Looking back at Friday’s close, a slight miss on May’s nonfarm payrolls data cooled fears about the Fed tapering stimulus and sent bullion prices 1% higher, keeping bullion dealers in India on their toes. Gold declined as investors weighed comments by Treasury Secretary Janet Yellen on interest rates against U.S. jobs data which missed expectations.

Piling on record historical global debts and holding rates down at 5,000-year lows are likely to stoke inflation like we haven't seen for a long time. Gold and RSBL gold coins have been sensing this since 2000 but have kicked into high gear once again since late 2019. You've no doubt seen and felt the increase in the prices of food and pretty much every other consumable. The Fed says the recent bump in inflation is transitory, but the action in precious metals says otherwise. It's why gold prices are up 42% in just the last two years. Sustained high inflation, coupled with low nominal interest rates, creates an environment of extended negative real interest rates. And that is when gold thrives, making bullion dealers in India happy.

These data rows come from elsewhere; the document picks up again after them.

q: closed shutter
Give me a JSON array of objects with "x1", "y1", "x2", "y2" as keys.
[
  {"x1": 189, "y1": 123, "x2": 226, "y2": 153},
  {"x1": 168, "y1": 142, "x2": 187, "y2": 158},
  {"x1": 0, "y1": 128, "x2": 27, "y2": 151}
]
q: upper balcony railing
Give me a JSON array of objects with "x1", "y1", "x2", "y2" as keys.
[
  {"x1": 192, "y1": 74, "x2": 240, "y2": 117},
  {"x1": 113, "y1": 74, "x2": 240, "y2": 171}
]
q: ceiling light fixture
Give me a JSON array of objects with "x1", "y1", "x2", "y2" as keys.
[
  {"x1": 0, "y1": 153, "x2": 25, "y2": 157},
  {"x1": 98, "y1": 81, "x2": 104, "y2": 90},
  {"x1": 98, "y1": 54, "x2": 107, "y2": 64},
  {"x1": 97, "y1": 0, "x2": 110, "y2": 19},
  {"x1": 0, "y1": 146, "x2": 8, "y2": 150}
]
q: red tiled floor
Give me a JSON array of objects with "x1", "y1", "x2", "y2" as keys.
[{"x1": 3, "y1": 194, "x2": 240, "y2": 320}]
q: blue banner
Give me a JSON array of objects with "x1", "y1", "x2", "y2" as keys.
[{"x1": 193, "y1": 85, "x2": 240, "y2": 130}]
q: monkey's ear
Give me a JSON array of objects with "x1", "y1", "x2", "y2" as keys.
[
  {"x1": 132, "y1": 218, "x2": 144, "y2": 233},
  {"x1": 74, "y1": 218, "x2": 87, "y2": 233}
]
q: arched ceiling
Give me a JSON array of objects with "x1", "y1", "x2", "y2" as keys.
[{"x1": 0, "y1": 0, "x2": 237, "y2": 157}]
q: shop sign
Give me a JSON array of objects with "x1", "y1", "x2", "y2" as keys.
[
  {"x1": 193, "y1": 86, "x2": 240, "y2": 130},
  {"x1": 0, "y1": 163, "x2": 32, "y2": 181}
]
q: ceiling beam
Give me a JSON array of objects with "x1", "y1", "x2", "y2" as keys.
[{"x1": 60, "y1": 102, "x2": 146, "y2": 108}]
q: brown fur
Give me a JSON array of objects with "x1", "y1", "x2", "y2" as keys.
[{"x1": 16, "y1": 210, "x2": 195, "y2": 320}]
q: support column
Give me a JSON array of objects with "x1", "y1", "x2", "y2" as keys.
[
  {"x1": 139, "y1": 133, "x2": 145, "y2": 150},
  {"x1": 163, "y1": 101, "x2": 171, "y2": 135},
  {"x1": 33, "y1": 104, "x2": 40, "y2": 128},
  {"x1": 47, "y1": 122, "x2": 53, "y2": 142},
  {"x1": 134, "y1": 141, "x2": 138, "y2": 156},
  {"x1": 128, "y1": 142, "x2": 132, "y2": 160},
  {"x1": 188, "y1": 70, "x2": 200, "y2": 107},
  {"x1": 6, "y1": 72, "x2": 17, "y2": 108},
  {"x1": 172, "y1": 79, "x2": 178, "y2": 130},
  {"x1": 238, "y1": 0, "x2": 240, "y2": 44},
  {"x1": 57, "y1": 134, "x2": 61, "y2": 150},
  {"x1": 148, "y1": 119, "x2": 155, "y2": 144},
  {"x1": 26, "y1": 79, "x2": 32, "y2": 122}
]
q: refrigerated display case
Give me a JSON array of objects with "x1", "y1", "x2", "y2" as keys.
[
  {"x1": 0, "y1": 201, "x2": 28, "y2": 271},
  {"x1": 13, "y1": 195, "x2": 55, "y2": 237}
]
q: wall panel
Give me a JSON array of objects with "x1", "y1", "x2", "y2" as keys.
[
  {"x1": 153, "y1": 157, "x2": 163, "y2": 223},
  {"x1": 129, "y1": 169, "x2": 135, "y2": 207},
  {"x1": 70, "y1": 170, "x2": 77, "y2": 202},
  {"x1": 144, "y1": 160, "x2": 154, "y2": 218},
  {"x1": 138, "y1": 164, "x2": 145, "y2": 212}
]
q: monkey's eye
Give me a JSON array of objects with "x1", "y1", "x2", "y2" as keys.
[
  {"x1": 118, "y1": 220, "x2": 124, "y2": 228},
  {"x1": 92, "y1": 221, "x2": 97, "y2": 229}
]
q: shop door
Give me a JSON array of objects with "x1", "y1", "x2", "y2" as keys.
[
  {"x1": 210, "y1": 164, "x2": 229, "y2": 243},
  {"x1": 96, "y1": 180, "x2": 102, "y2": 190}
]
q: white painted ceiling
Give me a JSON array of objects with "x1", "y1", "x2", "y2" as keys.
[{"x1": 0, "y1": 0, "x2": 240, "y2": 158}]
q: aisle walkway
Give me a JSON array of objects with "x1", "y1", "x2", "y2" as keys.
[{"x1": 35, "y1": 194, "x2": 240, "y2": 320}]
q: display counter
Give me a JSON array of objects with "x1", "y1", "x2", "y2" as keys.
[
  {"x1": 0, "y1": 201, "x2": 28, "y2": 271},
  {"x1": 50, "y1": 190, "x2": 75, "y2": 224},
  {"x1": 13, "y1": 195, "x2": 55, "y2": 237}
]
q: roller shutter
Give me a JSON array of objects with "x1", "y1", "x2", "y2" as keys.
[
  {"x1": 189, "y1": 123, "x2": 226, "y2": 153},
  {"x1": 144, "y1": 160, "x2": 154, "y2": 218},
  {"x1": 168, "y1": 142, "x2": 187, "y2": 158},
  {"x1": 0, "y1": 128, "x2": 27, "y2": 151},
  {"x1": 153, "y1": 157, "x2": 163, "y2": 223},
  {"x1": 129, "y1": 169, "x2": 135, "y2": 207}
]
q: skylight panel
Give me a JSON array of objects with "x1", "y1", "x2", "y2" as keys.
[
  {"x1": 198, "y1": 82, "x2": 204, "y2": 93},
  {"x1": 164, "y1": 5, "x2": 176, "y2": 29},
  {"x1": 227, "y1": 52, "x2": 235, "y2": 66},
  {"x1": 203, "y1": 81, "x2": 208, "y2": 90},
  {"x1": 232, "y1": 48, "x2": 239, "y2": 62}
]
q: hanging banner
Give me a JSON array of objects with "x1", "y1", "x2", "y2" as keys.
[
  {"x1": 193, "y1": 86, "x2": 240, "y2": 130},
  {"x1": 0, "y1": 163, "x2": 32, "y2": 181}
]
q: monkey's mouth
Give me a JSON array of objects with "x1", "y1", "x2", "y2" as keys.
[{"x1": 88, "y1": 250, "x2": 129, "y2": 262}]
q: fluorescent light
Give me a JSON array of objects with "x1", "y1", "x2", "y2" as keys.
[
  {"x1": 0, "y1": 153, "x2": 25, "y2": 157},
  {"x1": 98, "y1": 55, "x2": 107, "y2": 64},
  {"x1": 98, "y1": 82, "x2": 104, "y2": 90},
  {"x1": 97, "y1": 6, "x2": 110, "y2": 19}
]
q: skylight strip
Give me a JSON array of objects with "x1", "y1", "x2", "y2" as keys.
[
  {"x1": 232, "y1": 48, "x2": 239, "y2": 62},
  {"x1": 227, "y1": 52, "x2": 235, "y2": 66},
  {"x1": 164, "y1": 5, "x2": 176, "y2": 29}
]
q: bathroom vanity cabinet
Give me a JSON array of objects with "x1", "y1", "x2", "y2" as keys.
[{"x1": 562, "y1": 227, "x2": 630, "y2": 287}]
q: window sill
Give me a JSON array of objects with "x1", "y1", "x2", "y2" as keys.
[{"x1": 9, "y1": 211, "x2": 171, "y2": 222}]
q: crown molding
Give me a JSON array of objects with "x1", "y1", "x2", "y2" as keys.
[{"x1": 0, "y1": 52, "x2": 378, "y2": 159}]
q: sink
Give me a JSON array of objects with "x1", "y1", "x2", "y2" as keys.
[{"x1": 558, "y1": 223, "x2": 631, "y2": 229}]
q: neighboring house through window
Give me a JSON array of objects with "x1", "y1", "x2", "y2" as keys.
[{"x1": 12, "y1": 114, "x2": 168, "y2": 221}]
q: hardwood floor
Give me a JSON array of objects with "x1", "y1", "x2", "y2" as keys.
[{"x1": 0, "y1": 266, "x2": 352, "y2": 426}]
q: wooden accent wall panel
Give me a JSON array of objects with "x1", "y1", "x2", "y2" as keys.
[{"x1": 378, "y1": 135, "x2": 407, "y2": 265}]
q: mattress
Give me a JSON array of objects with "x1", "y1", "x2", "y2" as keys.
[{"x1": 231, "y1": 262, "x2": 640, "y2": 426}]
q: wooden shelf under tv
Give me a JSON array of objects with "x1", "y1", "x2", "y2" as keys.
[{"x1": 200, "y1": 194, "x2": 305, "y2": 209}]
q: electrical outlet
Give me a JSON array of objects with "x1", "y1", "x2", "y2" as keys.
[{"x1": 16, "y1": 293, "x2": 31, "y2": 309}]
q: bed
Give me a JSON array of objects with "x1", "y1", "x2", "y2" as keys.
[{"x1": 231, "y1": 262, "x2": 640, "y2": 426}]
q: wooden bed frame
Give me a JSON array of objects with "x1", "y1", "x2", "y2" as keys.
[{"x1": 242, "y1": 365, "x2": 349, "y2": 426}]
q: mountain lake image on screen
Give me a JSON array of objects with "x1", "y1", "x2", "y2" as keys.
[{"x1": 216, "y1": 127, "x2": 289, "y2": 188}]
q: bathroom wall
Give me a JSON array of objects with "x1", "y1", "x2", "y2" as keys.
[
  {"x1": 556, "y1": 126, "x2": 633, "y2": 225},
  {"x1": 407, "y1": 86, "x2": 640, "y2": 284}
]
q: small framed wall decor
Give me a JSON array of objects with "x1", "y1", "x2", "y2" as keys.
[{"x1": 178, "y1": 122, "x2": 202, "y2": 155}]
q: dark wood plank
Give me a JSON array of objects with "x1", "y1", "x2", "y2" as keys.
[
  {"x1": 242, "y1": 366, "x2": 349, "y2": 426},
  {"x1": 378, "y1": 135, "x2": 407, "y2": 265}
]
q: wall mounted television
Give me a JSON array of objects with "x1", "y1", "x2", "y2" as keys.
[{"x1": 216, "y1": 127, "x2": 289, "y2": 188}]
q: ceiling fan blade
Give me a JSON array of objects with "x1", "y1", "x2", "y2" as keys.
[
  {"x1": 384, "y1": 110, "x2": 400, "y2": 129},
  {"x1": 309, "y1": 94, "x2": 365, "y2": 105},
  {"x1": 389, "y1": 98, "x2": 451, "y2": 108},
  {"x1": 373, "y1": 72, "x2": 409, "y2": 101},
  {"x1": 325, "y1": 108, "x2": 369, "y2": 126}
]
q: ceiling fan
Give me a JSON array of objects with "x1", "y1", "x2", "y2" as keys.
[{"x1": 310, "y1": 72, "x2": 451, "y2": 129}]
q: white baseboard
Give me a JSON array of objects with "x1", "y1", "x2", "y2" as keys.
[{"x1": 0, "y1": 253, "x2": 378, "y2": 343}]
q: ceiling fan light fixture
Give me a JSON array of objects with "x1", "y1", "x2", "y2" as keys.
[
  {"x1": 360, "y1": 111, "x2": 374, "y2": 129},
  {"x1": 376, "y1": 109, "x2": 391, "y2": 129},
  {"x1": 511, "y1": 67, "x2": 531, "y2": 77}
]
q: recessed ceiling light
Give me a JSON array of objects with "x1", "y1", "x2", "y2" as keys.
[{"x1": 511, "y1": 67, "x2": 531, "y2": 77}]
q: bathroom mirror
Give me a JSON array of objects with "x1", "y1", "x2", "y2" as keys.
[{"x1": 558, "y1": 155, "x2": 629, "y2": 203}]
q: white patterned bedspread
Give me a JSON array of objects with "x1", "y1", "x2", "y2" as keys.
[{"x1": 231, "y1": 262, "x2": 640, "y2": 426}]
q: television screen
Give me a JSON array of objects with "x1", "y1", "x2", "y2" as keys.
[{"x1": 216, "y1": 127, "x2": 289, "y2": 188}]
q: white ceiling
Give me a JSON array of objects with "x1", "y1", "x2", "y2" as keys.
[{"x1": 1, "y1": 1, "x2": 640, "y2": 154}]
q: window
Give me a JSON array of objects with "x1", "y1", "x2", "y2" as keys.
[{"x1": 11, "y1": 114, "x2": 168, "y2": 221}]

Investors and bullion dealers in India will be closely watching commentary by the U.S. central bank as inflation ticks higher and policymakers move closer to paring the huge asset acquisition that saved the economy from the turmoil caused by the pandemic. The monetary support has driven the Fed’s balance sheet to a record, while muscular fiscal spending has enhanced government debt. Both may pose a concluding risk to the dollar’s value, potentially buffing the appeal of alternatives and probably pushing gold to new highs.